# Top 20% drivers average 4.84 stars



## Scubasteve (Sep 6, 2015)

That is what the new app says. How do they measure what the top 20% is and should I feel bad for only having a 4.83 rating? I do like that they added a little more utility in the new app though.


----------



## Another Uber Driver (May 27, 2015)

You are allright at 4,83. They de-activate if you fall below 4,6.

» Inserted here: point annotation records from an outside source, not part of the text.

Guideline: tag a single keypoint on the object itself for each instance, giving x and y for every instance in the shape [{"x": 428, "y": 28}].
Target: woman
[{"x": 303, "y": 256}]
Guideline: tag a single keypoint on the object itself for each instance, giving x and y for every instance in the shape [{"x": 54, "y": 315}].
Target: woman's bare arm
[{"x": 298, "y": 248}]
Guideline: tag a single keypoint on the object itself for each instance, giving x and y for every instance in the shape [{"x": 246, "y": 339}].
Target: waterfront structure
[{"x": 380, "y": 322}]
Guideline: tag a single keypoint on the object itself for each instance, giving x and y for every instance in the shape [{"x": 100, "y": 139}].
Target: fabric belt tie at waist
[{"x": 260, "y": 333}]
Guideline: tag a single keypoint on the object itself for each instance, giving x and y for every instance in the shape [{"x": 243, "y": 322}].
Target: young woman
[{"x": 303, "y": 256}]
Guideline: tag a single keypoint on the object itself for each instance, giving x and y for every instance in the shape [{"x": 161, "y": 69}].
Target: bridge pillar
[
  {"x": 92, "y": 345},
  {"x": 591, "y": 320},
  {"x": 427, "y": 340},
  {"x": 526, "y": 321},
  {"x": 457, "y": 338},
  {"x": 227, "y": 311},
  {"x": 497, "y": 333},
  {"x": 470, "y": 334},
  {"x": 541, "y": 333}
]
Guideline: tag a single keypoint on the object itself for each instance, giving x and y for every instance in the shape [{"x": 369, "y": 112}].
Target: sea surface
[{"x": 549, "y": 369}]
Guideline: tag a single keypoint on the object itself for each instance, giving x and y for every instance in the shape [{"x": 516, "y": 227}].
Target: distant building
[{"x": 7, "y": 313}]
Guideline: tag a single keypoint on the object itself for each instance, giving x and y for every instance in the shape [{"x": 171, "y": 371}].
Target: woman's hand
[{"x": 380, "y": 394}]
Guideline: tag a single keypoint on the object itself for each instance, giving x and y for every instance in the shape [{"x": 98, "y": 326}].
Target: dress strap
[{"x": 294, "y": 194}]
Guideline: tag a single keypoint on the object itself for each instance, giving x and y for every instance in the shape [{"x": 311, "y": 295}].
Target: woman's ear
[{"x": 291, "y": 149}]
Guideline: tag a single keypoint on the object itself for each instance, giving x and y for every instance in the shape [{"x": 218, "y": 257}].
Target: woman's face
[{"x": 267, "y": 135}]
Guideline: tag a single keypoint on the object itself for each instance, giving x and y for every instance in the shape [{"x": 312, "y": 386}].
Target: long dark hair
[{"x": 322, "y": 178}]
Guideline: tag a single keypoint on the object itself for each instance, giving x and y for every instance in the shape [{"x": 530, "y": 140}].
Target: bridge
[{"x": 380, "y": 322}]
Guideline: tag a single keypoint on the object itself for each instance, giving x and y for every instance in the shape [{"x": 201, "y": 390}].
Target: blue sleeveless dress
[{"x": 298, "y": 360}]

..............too bad that Uber fails to educate its users on its rating system. The result is that many users rate you in the same way that they would rate a hotel or restaurant.

Three stars-acceptable
Four stars-pretty good
Five Stars-scrape, bow and kowtow

Uber fails to inform its users that the normal Michelin Rating System does not apply to Uber. Uber considers anything less than five stars not acceptable, but it does not inform its users of that viewpoint.


----------



## Uber_Saab (Aug 20, 2015)

In the Burlington, VT market we get none of the new updates or rating information. I've even asked and Uber tells me it's confidential information and cannot be shared with drivers. I'm part of the 80% I guess at 4.83.


----------



## NachonCheeze (Sep 8, 2015)

I suck...I am below 4.8


----------



## Nemo (Sep 17, 2015)

jus got mine for this week 4.6 last week4.7 overall 4.82. same cut and paste feed back that does not apply. I use to worry about it a lot, thanks to some great advice in this forum I don't give a damn.


----------



## XUberMike (Aug 2, 2015)

Uber the only place you get fired for achieving a solid "A" grade. I can see me telling my kids that I need to ground them for that 92% "A."


----------



## Bart McCoy (Nov 4, 2014)

Scubasteve said:


> and should I feel bad for only having a 4.83 rating?


----------



## novadrivergal (Oct 8, 2015)

If the top 20% average 4.83 then HALF OF THE TOP 20 PERCENT are below that average. Only around 10 percent of all drivers are above 4.84. That also means many drivers on these forums who claim to have ratings above 4.9 are lying.


----------



## Bart McCoy (Nov 4, 2014)

novadrivergal said:


> That also means many drivers on these forums who claim to have ratings above 4.9 are lying.


----------



## NachonCheeze (Sep 8, 2015)

If the top 20%, individually, average exactly 4.83 it all works out....


----------